Swinging: The Toshiko Akiyoshi/Lew Tabackin Big Band is a wonderful improbability. It combines a Japanese pianist/composer who was born in Manchuria, a virtuoso tenor-saxophone/flute player from Philadelphia---who is also the compser's husband---and jazz infused with traditional Japanese folk music. An unusual chemistry that some-how comes together in the most critically acclaimed and exciting band to hit the scene since Sun Ra discovered space travel. Up to now, the band has existed to perform the music of Akiyoshi, who is its conductor.
"The band is her vehicle," said Tabackin. "It's my responsibility as the featured soloist to try to express what she has written and to add whatever I have to offer." Perhaps that isn't such a bad way to operate a marriage.

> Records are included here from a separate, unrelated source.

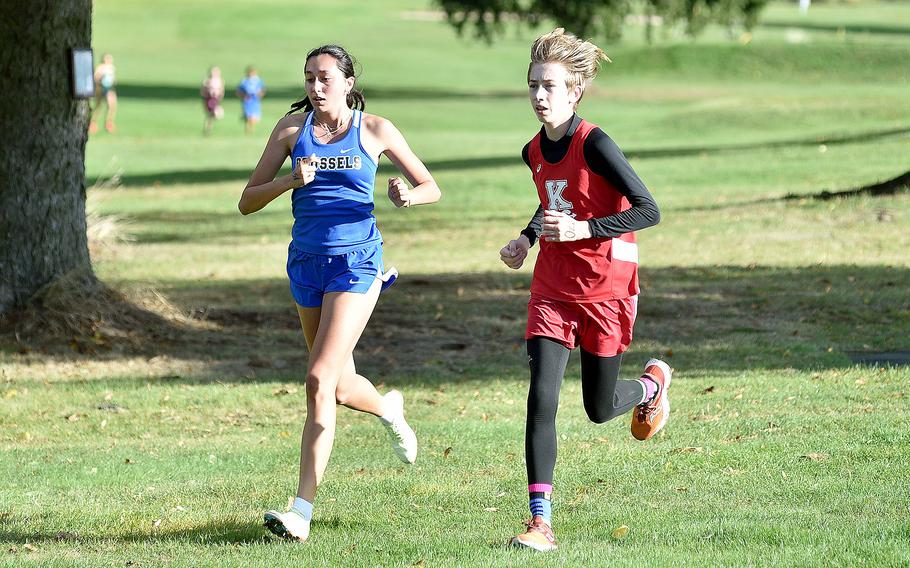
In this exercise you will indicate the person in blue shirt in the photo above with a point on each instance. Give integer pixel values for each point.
(105, 95)
(251, 90)
(335, 255)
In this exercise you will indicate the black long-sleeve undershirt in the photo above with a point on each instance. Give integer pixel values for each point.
(604, 158)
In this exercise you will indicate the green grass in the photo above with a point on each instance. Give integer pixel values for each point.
(780, 450)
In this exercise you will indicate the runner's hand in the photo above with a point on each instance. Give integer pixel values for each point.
(559, 227)
(514, 254)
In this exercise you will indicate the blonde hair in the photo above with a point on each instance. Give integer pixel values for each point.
(580, 58)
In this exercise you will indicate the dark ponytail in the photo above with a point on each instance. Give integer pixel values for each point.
(346, 65)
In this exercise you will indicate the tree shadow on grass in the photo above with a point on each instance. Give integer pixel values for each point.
(847, 28)
(292, 93)
(214, 533)
(480, 162)
(438, 328)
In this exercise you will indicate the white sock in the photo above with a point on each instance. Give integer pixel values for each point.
(303, 507)
(390, 415)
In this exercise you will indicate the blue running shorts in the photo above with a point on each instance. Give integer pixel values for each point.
(314, 275)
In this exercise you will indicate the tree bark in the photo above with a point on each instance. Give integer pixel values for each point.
(43, 131)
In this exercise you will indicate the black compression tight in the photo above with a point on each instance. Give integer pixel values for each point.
(605, 397)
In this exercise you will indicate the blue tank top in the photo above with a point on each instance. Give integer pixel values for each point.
(333, 214)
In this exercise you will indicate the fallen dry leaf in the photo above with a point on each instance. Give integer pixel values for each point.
(815, 457)
(619, 532)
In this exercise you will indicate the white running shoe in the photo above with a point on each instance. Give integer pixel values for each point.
(404, 441)
(290, 525)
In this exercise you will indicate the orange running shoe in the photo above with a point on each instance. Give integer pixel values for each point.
(539, 536)
(649, 418)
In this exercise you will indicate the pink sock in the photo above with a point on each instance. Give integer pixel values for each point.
(651, 388)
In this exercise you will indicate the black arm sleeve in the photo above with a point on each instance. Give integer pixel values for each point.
(605, 159)
(535, 225)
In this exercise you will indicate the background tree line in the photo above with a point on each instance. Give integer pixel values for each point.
(605, 19)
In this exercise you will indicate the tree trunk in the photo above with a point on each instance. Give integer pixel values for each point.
(42, 146)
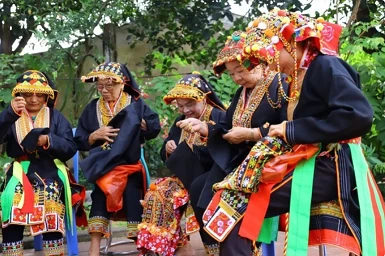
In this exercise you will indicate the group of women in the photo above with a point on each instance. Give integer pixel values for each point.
(288, 145)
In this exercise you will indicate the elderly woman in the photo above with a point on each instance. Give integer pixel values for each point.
(255, 105)
(185, 154)
(328, 109)
(113, 127)
(37, 189)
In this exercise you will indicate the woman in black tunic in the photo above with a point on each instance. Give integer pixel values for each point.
(255, 105)
(327, 109)
(113, 128)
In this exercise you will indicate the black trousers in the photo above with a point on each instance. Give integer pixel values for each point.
(195, 193)
(132, 195)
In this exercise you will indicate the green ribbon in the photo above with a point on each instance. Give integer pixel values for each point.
(269, 230)
(300, 204)
(63, 175)
(368, 225)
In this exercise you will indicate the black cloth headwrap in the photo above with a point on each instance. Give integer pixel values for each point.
(130, 85)
(213, 96)
(51, 102)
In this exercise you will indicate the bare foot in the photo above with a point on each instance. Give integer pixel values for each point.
(186, 250)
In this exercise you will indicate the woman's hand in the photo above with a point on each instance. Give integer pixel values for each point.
(18, 104)
(278, 130)
(42, 141)
(193, 125)
(238, 135)
(143, 125)
(106, 133)
(170, 146)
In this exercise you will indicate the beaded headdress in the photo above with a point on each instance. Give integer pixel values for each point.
(119, 73)
(278, 29)
(33, 81)
(233, 50)
(193, 86)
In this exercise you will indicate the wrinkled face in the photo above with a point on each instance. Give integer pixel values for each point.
(109, 90)
(35, 101)
(190, 108)
(242, 76)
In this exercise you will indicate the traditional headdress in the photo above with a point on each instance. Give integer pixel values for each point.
(119, 73)
(233, 50)
(269, 33)
(33, 81)
(193, 86)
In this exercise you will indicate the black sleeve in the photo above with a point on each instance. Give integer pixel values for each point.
(61, 142)
(7, 118)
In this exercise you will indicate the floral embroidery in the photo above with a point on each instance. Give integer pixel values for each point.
(99, 224)
(53, 247)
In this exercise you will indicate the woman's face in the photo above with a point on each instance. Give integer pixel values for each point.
(286, 63)
(35, 101)
(242, 76)
(190, 108)
(109, 90)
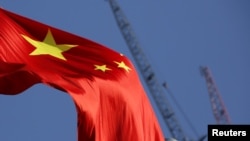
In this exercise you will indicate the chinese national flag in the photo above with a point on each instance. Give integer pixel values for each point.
(104, 85)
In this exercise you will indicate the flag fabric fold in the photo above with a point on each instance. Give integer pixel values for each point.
(110, 101)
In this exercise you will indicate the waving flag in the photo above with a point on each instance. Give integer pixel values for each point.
(104, 85)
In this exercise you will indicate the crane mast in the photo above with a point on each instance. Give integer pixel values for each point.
(218, 108)
(147, 73)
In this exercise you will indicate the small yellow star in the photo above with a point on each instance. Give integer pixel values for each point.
(123, 65)
(48, 46)
(101, 68)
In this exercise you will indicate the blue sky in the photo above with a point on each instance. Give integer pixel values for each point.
(177, 37)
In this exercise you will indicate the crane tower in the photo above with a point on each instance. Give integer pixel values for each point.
(148, 74)
(218, 108)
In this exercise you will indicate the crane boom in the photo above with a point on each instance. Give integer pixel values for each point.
(147, 73)
(218, 108)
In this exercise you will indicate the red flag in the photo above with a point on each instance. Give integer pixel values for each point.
(104, 85)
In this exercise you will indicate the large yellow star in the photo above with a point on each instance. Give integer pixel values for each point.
(123, 65)
(48, 46)
(102, 68)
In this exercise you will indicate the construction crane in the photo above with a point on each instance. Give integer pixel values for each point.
(218, 108)
(148, 74)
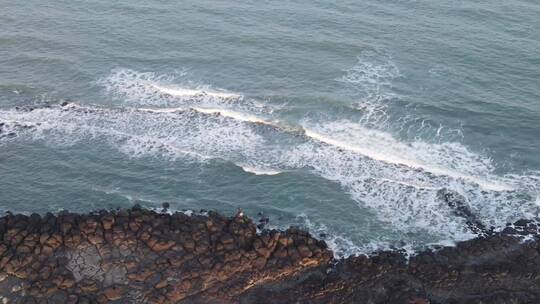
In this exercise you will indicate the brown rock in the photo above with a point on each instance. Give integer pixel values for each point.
(114, 293)
(163, 245)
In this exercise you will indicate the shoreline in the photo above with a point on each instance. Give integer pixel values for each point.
(138, 255)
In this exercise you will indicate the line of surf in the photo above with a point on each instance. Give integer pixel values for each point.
(395, 159)
(370, 152)
(184, 92)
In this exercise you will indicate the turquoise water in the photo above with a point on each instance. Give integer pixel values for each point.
(346, 118)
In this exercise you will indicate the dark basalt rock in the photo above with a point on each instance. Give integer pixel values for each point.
(140, 256)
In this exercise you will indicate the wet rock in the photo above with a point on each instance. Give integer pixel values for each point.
(128, 255)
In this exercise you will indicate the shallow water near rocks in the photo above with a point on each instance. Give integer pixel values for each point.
(347, 119)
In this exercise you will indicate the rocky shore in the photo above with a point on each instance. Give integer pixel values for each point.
(141, 256)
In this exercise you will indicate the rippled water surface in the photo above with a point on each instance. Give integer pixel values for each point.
(351, 119)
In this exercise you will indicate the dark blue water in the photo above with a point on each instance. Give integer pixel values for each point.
(349, 118)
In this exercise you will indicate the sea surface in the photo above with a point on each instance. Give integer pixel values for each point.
(349, 118)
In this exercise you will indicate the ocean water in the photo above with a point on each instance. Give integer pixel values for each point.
(349, 119)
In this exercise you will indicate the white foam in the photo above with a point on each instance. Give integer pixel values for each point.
(398, 180)
(233, 114)
(260, 171)
(382, 146)
(185, 92)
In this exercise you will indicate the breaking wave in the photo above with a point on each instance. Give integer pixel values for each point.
(400, 181)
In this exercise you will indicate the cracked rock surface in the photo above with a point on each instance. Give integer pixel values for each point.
(140, 256)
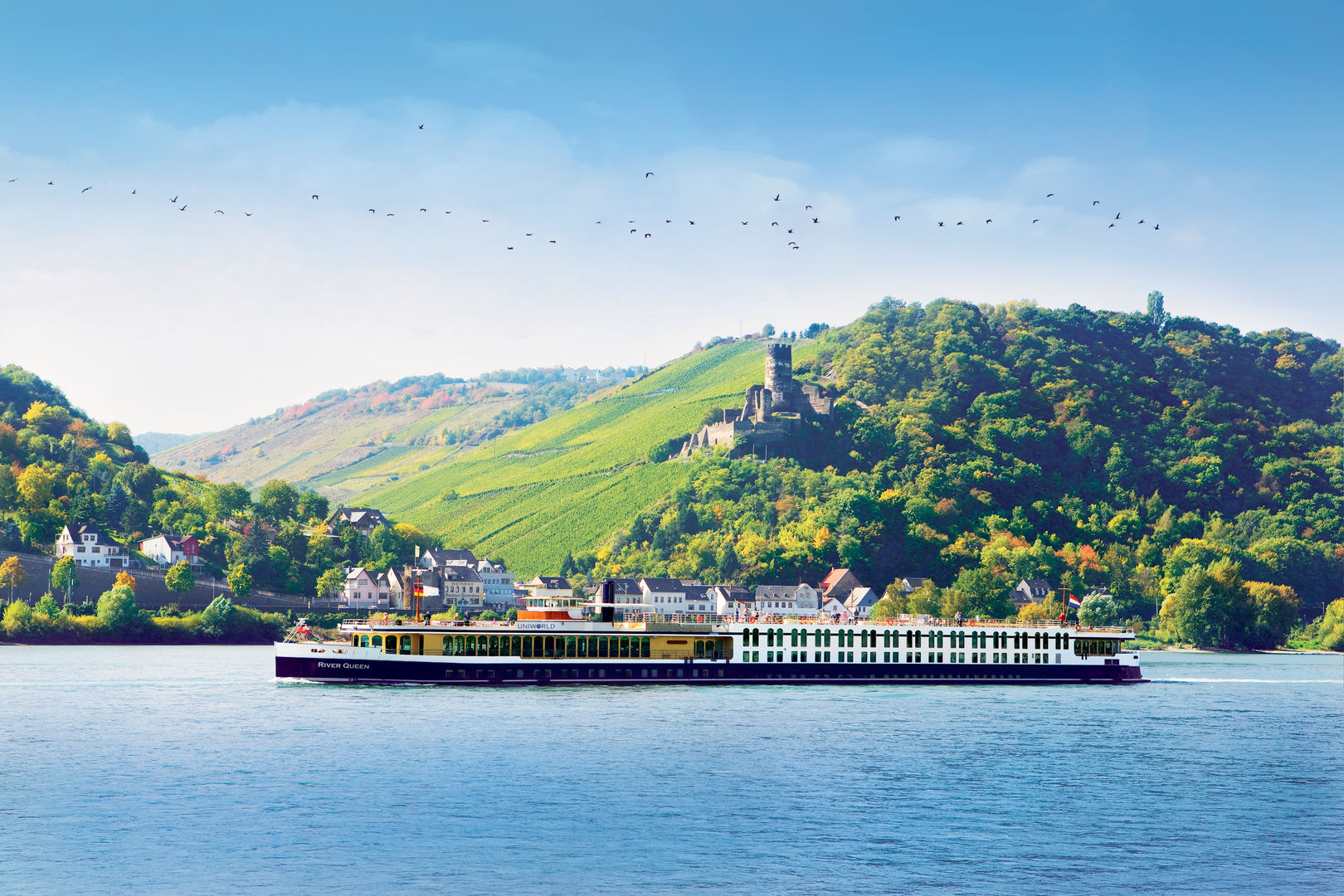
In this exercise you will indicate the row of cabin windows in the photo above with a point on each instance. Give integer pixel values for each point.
(894, 655)
(542, 646)
(914, 638)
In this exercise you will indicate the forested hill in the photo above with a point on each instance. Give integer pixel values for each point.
(981, 445)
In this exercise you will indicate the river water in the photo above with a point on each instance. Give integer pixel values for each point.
(191, 770)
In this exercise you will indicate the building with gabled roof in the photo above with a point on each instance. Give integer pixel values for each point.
(363, 519)
(90, 547)
(167, 550)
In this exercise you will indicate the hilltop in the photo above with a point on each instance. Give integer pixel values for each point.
(565, 484)
(344, 437)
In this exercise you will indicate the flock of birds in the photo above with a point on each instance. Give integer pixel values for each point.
(786, 227)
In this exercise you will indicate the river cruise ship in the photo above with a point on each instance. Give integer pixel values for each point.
(563, 641)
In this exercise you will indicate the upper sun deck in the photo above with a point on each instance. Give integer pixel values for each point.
(704, 622)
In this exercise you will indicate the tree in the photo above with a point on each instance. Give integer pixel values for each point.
(1276, 611)
(12, 575)
(179, 578)
(1098, 610)
(331, 582)
(65, 575)
(117, 610)
(884, 610)
(225, 500)
(119, 434)
(1157, 317)
(240, 581)
(216, 618)
(47, 606)
(1210, 607)
(279, 500)
(35, 486)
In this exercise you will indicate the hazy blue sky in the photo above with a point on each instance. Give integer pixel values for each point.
(1220, 121)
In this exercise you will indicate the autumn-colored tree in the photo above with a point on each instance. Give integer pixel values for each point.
(179, 578)
(35, 486)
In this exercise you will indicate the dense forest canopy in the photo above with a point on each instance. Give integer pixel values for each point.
(980, 445)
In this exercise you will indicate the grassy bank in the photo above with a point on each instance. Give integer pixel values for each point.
(119, 621)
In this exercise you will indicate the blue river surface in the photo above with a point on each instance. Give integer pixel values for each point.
(191, 770)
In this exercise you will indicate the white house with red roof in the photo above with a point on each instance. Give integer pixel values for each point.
(167, 550)
(90, 547)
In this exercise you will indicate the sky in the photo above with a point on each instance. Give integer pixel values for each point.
(1220, 123)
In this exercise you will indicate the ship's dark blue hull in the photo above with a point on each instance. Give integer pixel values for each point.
(574, 672)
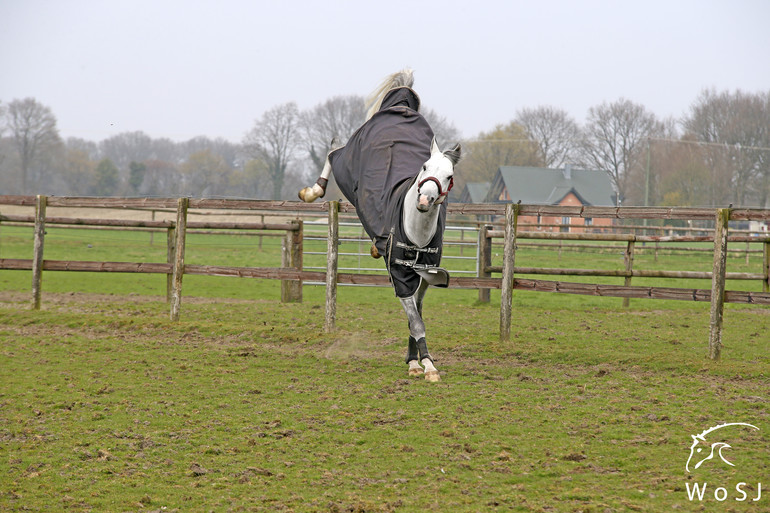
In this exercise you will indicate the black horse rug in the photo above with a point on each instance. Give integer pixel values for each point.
(375, 169)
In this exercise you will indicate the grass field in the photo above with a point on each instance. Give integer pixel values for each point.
(246, 405)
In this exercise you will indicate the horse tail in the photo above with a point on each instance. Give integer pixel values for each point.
(402, 78)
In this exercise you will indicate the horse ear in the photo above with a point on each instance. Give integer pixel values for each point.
(434, 147)
(454, 154)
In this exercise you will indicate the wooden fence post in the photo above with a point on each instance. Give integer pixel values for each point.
(766, 267)
(509, 260)
(37, 261)
(331, 266)
(718, 283)
(628, 260)
(170, 252)
(291, 257)
(484, 260)
(181, 233)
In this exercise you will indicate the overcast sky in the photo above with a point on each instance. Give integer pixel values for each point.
(183, 68)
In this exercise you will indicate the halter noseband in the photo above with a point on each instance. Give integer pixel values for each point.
(435, 180)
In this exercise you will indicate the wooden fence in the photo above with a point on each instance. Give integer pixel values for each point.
(292, 273)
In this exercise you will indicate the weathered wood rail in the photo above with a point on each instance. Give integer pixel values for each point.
(293, 275)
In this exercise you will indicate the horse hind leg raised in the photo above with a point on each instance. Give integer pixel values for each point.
(318, 190)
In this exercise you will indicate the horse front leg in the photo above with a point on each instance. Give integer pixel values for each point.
(418, 348)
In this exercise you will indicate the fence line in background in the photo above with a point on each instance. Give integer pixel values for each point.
(293, 274)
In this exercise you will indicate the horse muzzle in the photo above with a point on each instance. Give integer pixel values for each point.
(424, 202)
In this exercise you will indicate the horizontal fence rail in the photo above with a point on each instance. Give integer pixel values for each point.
(293, 273)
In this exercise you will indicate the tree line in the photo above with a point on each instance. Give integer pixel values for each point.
(716, 154)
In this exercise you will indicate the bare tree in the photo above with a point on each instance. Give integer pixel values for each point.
(615, 139)
(555, 131)
(33, 130)
(737, 128)
(338, 117)
(444, 130)
(506, 145)
(275, 139)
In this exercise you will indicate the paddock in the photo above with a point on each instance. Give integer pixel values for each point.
(292, 272)
(247, 403)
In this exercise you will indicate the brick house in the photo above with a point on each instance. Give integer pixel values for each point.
(565, 187)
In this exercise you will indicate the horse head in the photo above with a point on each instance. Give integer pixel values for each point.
(437, 176)
(699, 450)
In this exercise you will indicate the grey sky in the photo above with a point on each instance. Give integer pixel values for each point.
(182, 68)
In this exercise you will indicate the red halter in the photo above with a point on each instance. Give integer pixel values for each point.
(435, 180)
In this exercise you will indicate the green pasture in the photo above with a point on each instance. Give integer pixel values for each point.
(245, 404)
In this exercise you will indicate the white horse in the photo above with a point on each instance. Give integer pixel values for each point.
(394, 173)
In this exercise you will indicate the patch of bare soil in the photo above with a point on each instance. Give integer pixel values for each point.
(359, 345)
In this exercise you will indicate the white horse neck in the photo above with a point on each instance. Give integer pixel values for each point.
(419, 227)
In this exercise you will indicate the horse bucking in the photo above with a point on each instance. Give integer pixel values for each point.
(393, 172)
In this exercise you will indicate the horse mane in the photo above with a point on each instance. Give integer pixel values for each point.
(403, 78)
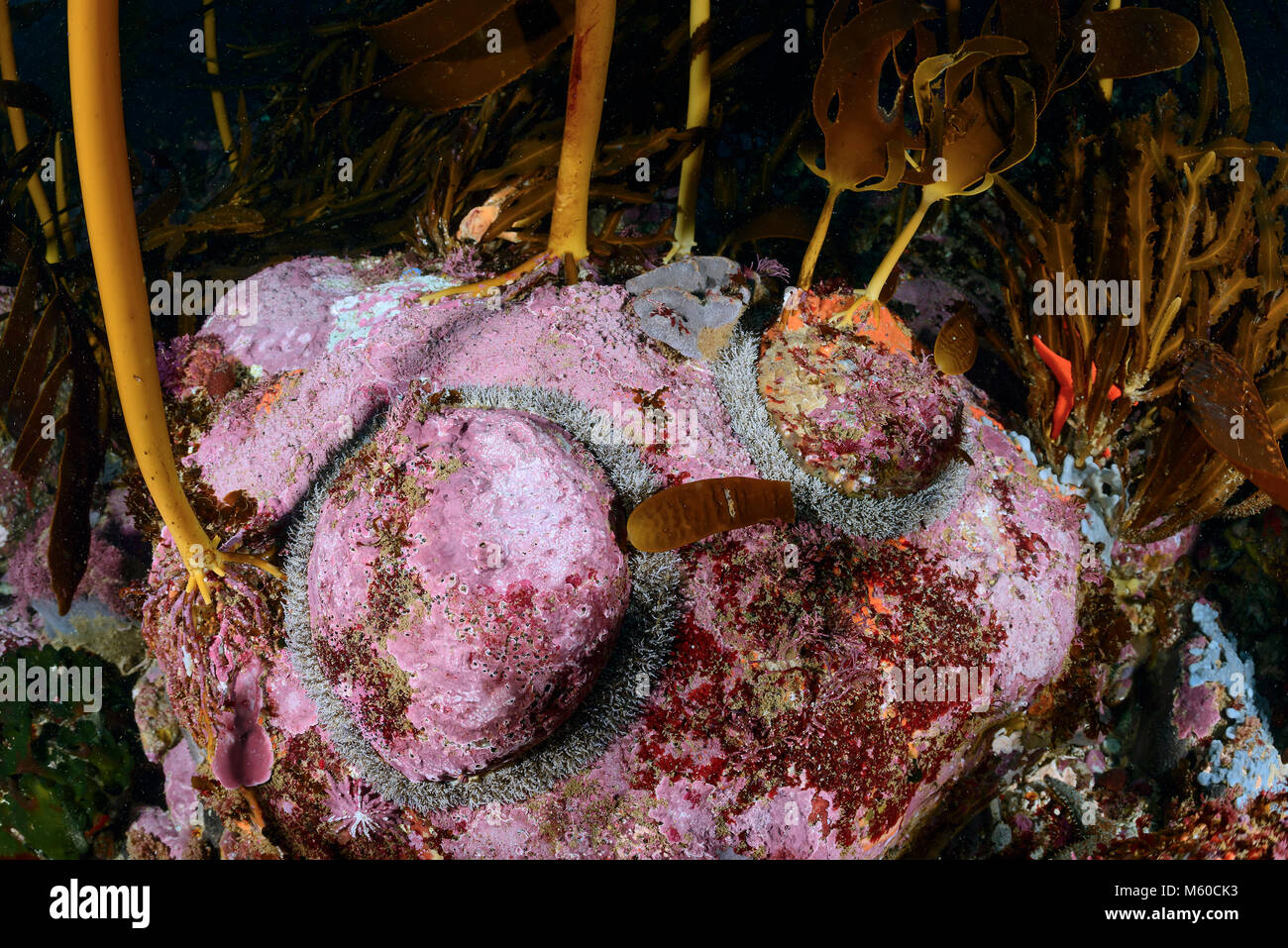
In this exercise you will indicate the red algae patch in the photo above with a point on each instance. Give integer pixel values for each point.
(465, 586)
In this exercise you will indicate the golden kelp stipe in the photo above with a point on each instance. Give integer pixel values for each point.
(687, 513)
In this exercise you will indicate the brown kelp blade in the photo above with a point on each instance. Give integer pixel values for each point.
(1232, 417)
(1136, 42)
(460, 68)
(687, 513)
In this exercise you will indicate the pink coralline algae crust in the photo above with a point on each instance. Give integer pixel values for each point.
(772, 706)
(465, 586)
(291, 316)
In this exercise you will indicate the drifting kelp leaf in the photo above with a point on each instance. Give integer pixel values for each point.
(40, 351)
(33, 446)
(863, 143)
(227, 219)
(687, 513)
(1035, 24)
(467, 71)
(77, 473)
(18, 327)
(1227, 408)
(434, 27)
(1233, 62)
(966, 147)
(1137, 42)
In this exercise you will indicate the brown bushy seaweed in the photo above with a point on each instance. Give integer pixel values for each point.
(1183, 209)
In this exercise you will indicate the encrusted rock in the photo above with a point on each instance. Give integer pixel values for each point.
(692, 304)
(465, 586)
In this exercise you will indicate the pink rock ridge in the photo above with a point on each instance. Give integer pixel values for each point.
(465, 584)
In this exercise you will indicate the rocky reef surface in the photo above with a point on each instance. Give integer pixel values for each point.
(823, 693)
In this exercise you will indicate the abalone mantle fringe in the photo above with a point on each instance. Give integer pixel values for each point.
(642, 649)
(880, 518)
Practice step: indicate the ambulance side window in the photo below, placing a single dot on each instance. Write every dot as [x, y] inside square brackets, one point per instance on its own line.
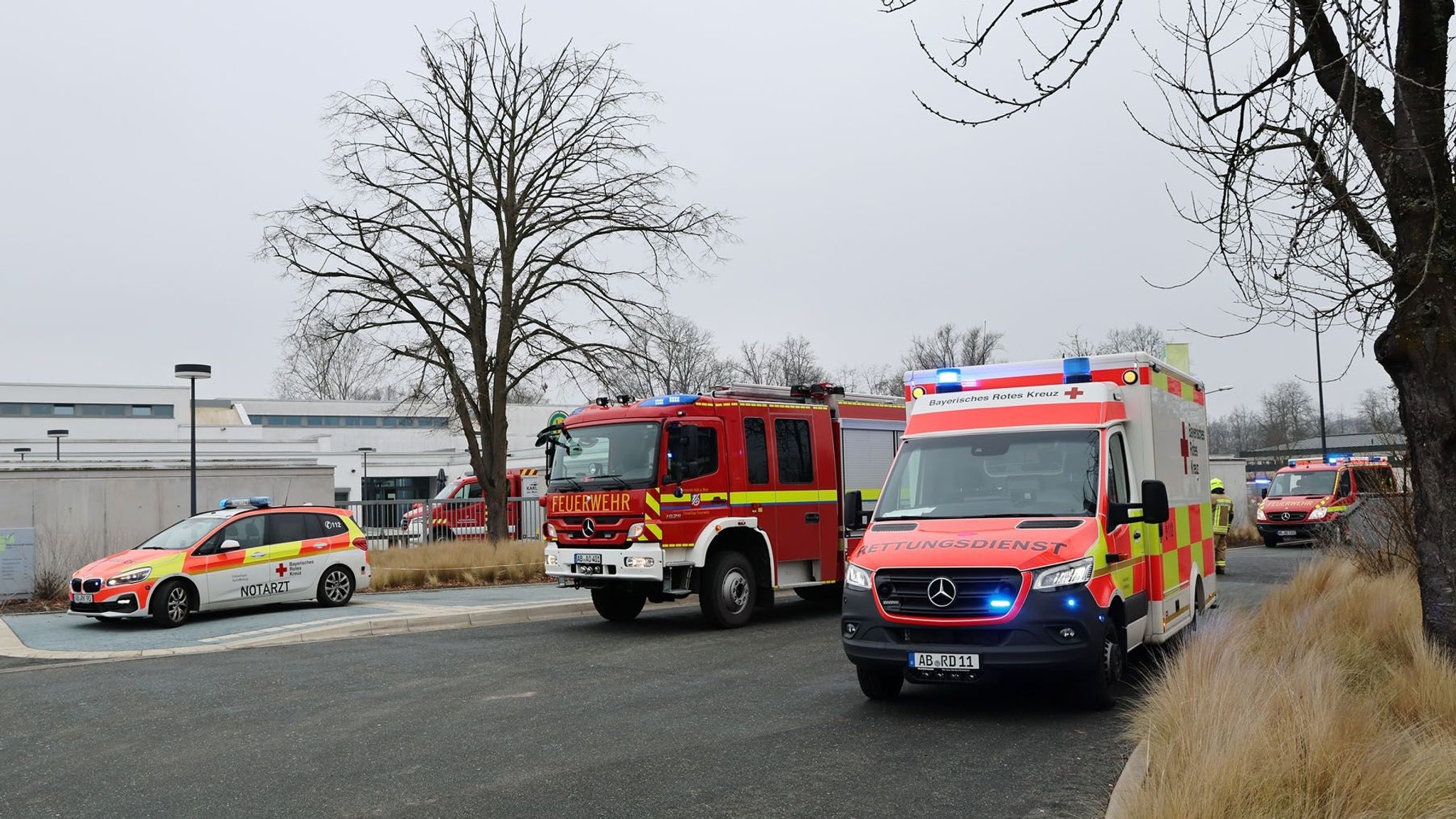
[756, 449]
[1117, 490]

Now, after ten recordings of her own music, Akiyoshi has turned the tables. For the first time, on Tanuki's Night Out (JAM), the band plays Akiyoshi's arrangements of Tabackin's compositions. The album is a sweet abstraction of a sexy old Japanese legend.
"It's a gesture of my appreciation to Lew for putting up with me for all these years," his wife confessed. "He encouraged me, and that was how the band was formed." She paused. "I think he writes happier tunes. He doesn't have a nervous, neurotic side like I have," she giggled.
"We didn't really expect the band to evolve into what we're doing right now," continued Akiyoshi, whose relaxed, good humor hints neither at her "neurotic side" nor at the power and intricacy of her music.
The band began nearly a decade ago as a weekly jam in a Los Angeles musicians' union rehearsal hall rented for 50 cents. The players donated their services. Slowly, Akiyoshi and Tabackin put together a live concert and an album deal to try to make some money for the musicians. Their first album, Kogun, became a big hit in Japan and later in the U. S. Since then, they've been as successful as a big band can be---awards, record dates, tours---but survival is tricky for a jazz band. It's expensive to keep it going. Symphony orchestras have patrons and matching grants; jazz bands don't. Consequently, there aren't many outward signs of success.
But it's an institution. "We've been rehearsing Wednesday mornings at the musicians' union since 1973," said Tabackin. And whenever they play, they're ready.